Personal information
- Date of birth: 18 September 1986 (age 39)
- Place of birth: Vlasenica, Bosnia and Herzegovina, Yugoslavia
- Height: 1.93 m (6 ft 4 in)
- Position: Midfielder

Team information
- Current team: Smederevo (manager)

Youth career
- 1992–2001: Boksit Milići
- 2001–2002: Proleter Zrenjanin

Senior career*
- Years: Team / Apps / (Gls)
- 2002–2004: Mladost Lukićevo / 16 / (0)
- 2004–2006: Bačka / 39 / (8)
- 2006–2011: Inđija / 89 / (17)
- 2010: → Spartak Nalchik (loan) / 15 / (2)
- 2011–2012: Spartak Nalchik / 12 / (2)
- 2012: Turnu Severin / 13 / (0)
- 2013: Atyrau / 18 / (1)
- 2013–2016: Taraz / 46 / (3)
- Total:  / 248 / (33)

Managerial career
- 2019–2020: Inđija (assistant)
- 2020: Caspiy (assistant)
- 2020–2021: Omladinac Novi Banovci
- 2021–2023: Inđija (assistant)
- 2023–2024: Inđija
- 2024–: Smederevo

= Jovan Golić =

Serbian footballer (born 1986)

Jovan Golić (Јован Голић; born 18 September 1986) is a Serbian football coach and former player.
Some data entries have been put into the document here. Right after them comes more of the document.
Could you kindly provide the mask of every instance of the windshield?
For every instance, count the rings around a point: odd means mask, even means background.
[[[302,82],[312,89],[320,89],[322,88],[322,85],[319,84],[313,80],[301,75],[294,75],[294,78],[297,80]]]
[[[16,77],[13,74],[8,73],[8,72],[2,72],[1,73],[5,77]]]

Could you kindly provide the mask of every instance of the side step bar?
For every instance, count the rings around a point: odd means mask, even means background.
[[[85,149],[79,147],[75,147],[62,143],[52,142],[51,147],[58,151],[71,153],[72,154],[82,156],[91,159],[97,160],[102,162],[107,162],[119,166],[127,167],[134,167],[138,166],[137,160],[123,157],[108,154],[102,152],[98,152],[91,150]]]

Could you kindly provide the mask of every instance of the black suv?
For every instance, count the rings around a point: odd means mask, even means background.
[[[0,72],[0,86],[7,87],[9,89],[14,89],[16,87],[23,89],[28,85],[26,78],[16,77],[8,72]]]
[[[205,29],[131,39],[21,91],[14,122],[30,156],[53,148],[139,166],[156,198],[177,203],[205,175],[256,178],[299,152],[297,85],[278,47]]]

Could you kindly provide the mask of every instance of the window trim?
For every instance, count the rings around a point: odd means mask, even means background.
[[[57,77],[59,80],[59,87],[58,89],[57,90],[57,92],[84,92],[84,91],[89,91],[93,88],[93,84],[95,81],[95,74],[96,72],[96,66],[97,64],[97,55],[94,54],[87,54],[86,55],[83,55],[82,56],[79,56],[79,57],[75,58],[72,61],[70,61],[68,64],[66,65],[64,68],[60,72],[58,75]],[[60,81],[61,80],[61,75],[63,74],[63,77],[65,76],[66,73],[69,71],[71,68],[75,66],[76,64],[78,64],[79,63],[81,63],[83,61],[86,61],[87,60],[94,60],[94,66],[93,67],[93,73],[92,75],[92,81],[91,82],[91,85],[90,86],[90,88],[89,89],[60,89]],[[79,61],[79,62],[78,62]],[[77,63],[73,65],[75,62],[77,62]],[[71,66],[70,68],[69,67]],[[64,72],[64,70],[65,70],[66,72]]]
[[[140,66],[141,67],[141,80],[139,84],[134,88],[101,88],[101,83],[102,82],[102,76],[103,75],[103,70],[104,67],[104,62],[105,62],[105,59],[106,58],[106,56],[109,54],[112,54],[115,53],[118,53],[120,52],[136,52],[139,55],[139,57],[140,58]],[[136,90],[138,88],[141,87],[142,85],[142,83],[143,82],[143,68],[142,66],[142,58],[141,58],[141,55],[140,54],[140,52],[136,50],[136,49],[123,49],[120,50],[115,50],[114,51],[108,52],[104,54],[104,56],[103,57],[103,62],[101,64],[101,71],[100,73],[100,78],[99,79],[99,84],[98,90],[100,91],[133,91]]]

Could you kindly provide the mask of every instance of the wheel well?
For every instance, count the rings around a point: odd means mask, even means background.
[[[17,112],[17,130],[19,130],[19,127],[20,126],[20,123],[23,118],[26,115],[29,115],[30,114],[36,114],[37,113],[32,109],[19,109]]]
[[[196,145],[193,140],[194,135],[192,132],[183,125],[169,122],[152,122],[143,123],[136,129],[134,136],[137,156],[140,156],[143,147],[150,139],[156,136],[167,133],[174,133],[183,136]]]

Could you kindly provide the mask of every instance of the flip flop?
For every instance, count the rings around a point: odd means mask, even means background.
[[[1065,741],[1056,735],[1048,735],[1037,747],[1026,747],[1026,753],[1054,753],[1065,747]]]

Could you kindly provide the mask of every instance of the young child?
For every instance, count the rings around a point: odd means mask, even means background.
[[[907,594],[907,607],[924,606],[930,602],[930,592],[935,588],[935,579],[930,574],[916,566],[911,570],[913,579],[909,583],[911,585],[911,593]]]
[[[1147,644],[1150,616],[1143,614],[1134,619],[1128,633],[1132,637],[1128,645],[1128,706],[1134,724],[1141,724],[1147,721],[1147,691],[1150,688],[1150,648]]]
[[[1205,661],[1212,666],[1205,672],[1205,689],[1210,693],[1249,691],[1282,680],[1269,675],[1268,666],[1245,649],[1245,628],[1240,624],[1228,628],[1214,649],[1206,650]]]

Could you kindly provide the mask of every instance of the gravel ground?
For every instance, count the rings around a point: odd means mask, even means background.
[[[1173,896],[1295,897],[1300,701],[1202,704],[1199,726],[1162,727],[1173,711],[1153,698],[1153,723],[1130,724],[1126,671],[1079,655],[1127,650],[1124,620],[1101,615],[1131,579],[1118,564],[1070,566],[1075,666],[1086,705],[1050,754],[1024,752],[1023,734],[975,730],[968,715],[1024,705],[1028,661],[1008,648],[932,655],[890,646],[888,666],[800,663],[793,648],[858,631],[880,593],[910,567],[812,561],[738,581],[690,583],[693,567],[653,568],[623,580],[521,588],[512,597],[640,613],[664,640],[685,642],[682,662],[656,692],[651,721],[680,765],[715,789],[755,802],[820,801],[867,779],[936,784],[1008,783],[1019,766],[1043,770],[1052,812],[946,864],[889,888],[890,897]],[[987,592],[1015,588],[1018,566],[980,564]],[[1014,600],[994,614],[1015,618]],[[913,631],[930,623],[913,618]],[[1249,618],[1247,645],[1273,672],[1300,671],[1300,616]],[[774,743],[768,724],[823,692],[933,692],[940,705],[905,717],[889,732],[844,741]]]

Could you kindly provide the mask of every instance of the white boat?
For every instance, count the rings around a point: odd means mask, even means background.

He is the manager of Smederevo.

==Career==
Born in Vlasenica, SR Bosnia and Herzegovina, Golić joined the youth team of FK Boksit Milići in 1992 and played there till 2001 when he moved to Serbia and joined the youth team of FK Proleter Zrenjanin. After one season with Proleter, he joined FK Mladost Lukićevo playing in Serbian League (third tier) where he debuted as senior in the 2002–03 season. In summer 2005 he moved to FK Bačka from Bačka Palanka, and after a year and a half he moved to FK Inđija playing with them till summer 2010 when they achieved promotion to the Serbian SuperLiga. However Golić that summer capitalised this highlight and instead of getting a chance to play with the club in Serbian highest level, he accepted a lucrative offer from Russian Premier League side PFC Spartak Nalchik where he had already played half-season on loan from Inđija. He played two season in Russian top-flight with Nalchik and next he moved to Romania signing with CS Turnu Severin.

In December 2013, Golić was in Kazakhstan top league and he moved from FC Atyrau to FC Taraz.